- The Washington Times - Thursday, September 20, 2012

House Democrats defeated the broadest immigration reform effort yet in this Congress, voting down a bill on Thursday that would have ended the random visa lottery and replaced it with a system rewarding high-tech foreign graduates from U.S. universities.

The vote showed neither side is ready to break the stalemate that has foiled every major immigration bill for the past decade.

This latest effort would have tried to rewrite the country’s immigration priorities, shifting away from random chance and toward picking skilled workers that Republicans said could boost the U.S. economy.

“Unfortunately, Democrats today voted to send the best and brightest foreign graduates back home to work for our global competitors,” said House Judiciary Committee Chairman Lamar Smith, Texas Republican, who wrote the bill. “Democrats voted against a bill that helps American businesses hire the most qualified foreign graduates.”

Most Democratic opponents said they didn’t oppose visas for high-tech graduates, but objected to canceling the random chance visa lottery. Democrats said the lottery is a key way that the U.S. gets immigrants from countries that don’t have long-standing business or family ties to the United States.

Black, Hispanic and Asian Democrats all urged their colleagues to block the move.

“We strongly oppose a zero-sum game that trades one legal immigration program for another,” said Rep. John Conyers Jr., the ranking Democrat on the House Judiciary Committee.

Rep. Zoe Lofgren, California Democrat, had an alternative that would have kept the visa lottery and added a new high-tech visa category. That plan would have boosted overall legal immigration by about 50,000 visas per year.

But Republicans did not allow a chance to vote on her version, arguing that voters tell pollsters they want to see immigration either kept the same or reduced, but not increased.

Mr. Smith’s bill earned a majority in the House, 257-158, but fell 20 votes shy of the two-thirds vote needed under expedited House rules.

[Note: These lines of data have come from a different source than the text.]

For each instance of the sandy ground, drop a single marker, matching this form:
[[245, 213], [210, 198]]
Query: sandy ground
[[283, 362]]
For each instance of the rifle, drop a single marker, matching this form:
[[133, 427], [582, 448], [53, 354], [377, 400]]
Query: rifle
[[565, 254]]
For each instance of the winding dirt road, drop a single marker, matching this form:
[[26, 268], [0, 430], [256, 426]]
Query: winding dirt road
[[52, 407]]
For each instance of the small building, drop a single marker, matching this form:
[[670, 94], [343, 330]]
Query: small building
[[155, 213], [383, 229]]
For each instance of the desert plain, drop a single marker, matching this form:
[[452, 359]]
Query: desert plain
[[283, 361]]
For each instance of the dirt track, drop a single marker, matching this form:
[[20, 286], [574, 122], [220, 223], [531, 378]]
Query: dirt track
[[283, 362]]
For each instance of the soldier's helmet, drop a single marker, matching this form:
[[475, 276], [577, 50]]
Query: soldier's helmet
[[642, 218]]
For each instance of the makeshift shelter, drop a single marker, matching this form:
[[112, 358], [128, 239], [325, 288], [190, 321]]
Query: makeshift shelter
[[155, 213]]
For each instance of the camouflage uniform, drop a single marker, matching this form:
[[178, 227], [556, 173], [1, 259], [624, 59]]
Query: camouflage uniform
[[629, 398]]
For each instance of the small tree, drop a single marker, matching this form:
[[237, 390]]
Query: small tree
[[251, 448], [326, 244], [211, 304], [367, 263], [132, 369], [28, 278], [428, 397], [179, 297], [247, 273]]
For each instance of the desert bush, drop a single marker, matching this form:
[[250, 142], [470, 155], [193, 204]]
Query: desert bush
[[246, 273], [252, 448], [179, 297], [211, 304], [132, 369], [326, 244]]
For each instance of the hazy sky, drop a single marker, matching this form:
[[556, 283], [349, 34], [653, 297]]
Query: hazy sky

Only 30 Democrats voted for it — well short of the number GOP leaders had expected to join them.

Five Republicans joined most Democrats in opposition.

The bill would have canceled the diversity visa lottery, which was created in 1990 and which awards green cards to as many as 55,000 people each year through random chance. The goal was to broaden immigration and give a chance to those who don’t have family ties, key business skills or asylum claims, which are the backbone of the system.

Those visas would have been recaptured and used for the high-tech workers Mr. Smith said the U.S. should be targeting.

He said the diversity system is rife with fraud, and others pointed to figures showing those who come here through the lottery have higher unemployment, on average and are a bigger burden on taxpayers than other immigrants.
Analysts said that’s because they come without any of the family or employment support structure that most other immigrants have when the immigrate.